I didn't want to let on and we just kept BS'ing about the Mets and Yankees. Finally I said "Man, you look an awful lot like Branford Marsalis." He and his boys laughed like hell, and he said he was. I told him that I was at the Coliseum shows in 90 when he played with the Boys. He replied that he "Had a LOT of fun playin' with those guys." We kept on chatting and I asked him to sign my program. He smiled and asked what my son's name was. I told him John and he signed it..."To John, Your Dad is a bigger baseball freak than me..." and signed his name. I shook his hand, thanked him and left. A GREAT memory...
I love breaking that out and looking at it once in awhile.
I heard the Dead for the first time in Santa Rosa, about 50 miles north of San Francisco in the summer of '66. I had just turned 18. I heard Dylan play in the city in December of '65 and had been to the Fillmore once before but had never heard the Dead. It was an empty house but they played great---Dancin in the Streets, Good Morning Little School Girl, perhaps The Midnight Hour. The Jaywalkers, who played with them were really good too. I never heard of them again.
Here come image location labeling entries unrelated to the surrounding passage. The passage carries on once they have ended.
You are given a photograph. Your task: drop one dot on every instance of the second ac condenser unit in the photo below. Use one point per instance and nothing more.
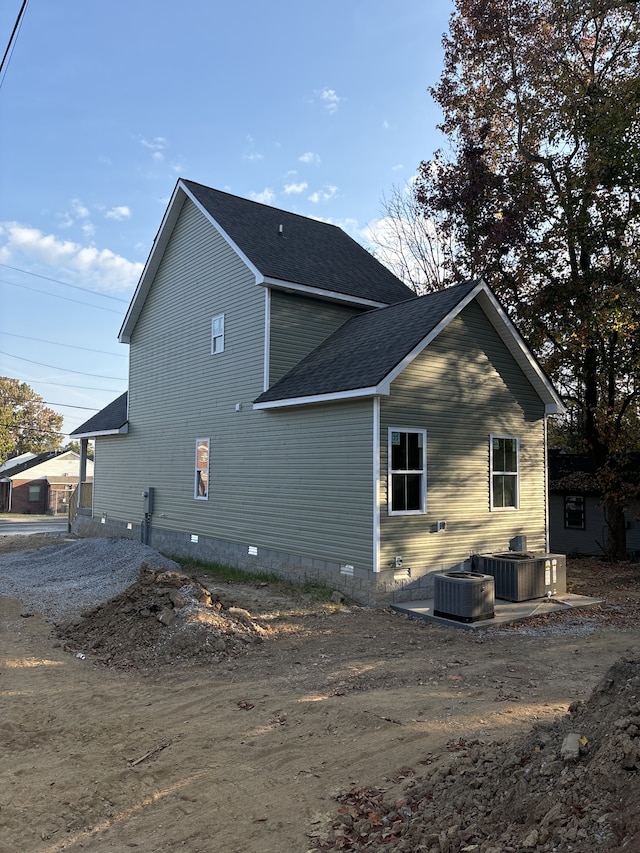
(522, 576)
(463, 596)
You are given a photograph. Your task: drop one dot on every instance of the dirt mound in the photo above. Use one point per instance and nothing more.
(573, 785)
(165, 617)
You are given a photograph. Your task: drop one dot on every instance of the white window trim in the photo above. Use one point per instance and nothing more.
(217, 341)
(390, 472)
(197, 469)
(492, 472)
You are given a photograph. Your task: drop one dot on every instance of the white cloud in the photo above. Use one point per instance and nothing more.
(158, 143)
(119, 213)
(157, 146)
(80, 210)
(330, 99)
(325, 194)
(309, 157)
(78, 214)
(265, 197)
(102, 269)
(296, 188)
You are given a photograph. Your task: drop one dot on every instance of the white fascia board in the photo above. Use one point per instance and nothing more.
(354, 394)
(516, 345)
(174, 208)
(225, 237)
(331, 295)
(153, 262)
(122, 431)
(509, 336)
(433, 334)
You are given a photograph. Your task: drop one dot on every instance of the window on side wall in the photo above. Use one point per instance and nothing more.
(201, 492)
(217, 334)
(504, 475)
(407, 480)
(574, 512)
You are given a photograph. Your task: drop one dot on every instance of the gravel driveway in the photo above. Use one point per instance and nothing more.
(60, 581)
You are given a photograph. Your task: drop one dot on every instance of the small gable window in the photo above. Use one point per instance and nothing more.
(217, 334)
(201, 492)
(407, 481)
(504, 477)
(574, 512)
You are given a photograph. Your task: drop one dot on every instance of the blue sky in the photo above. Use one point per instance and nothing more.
(318, 108)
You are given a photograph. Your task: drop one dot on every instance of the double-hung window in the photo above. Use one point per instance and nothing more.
(217, 334)
(574, 516)
(407, 480)
(504, 476)
(201, 488)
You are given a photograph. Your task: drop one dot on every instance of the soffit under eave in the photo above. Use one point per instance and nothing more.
(520, 351)
(174, 209)
(172, 213)
(509, 336)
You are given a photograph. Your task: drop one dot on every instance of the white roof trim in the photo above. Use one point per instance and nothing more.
(356, 393)
(516, 345)
(331, 295)
(174, 208)
(504, 328)
(224, 235)
(122, 431)
(180, 194)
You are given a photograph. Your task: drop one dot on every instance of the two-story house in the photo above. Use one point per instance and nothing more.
(294, 407)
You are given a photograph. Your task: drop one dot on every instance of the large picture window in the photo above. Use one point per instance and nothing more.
(407, 471)
(202, 469)
(505, 473)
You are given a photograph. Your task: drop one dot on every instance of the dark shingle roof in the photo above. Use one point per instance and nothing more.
(362, 352)
(110, 419)
(38, 459)
(308, 252)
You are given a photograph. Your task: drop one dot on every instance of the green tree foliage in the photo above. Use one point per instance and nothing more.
(26, 424)
(540, 196)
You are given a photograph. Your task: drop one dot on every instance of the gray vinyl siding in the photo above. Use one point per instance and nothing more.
(299, 480)
(462, 388)
(298, 325)
(304, 484)
(178, 390)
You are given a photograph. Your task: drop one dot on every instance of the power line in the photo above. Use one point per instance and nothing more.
(64, 369)
(65, 283)
(66, 298)
(12, 39)
(69, 346)
(19, 403)
(73, 387)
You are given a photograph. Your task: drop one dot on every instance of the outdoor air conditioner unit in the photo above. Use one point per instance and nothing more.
(522, 576)
(463, 596)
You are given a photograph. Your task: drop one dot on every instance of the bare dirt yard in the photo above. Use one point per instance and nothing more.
(190, 714)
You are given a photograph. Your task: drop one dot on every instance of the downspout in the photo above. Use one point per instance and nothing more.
(376, 484)
(82, 474)
(547, 541)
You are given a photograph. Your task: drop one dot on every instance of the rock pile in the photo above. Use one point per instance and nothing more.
(163, 618)
(573, 785)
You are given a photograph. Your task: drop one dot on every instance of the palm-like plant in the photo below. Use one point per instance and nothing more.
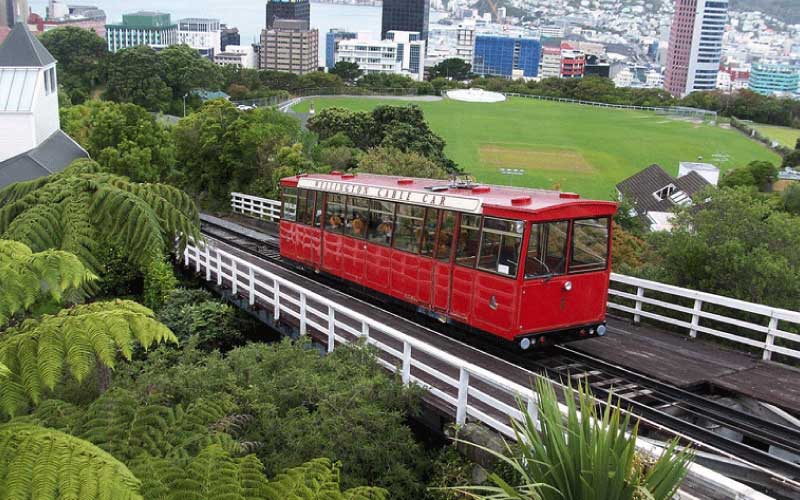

We met some people with The Dead and were invited down to 710 Ashbury, whenever. We visited for the first time about a week later. Phil answered the door and told us our friend wasn't there but to come in. He took us to a really nice room on the same floor and told us we could wait there. We waited. It was a beautiful room, very, very cool and full of personal things. One thing kind of worrisome----what looked like a leather biker jacket with an Angels logo on the back. We waited a long time. Phil returned once, said nothing,but picked up a glass jar and shook it at us and gave us one of those "what"s doin" looks and left. About 20 minutes later, Pigpen walked in and said "Who the Hell are you people?" You should have seen three little hippy chicks come to attention fast. It's all an upward swirling after that. We spent the afternoon on the top floor with Jerry, Phil, our friends, whoever, listening to some albums we had brought along and ended up down at Fosters or Mannings on Market Street, downtown, eating piece after piece of blackberry pie and laughing our asses off. "Just a little light".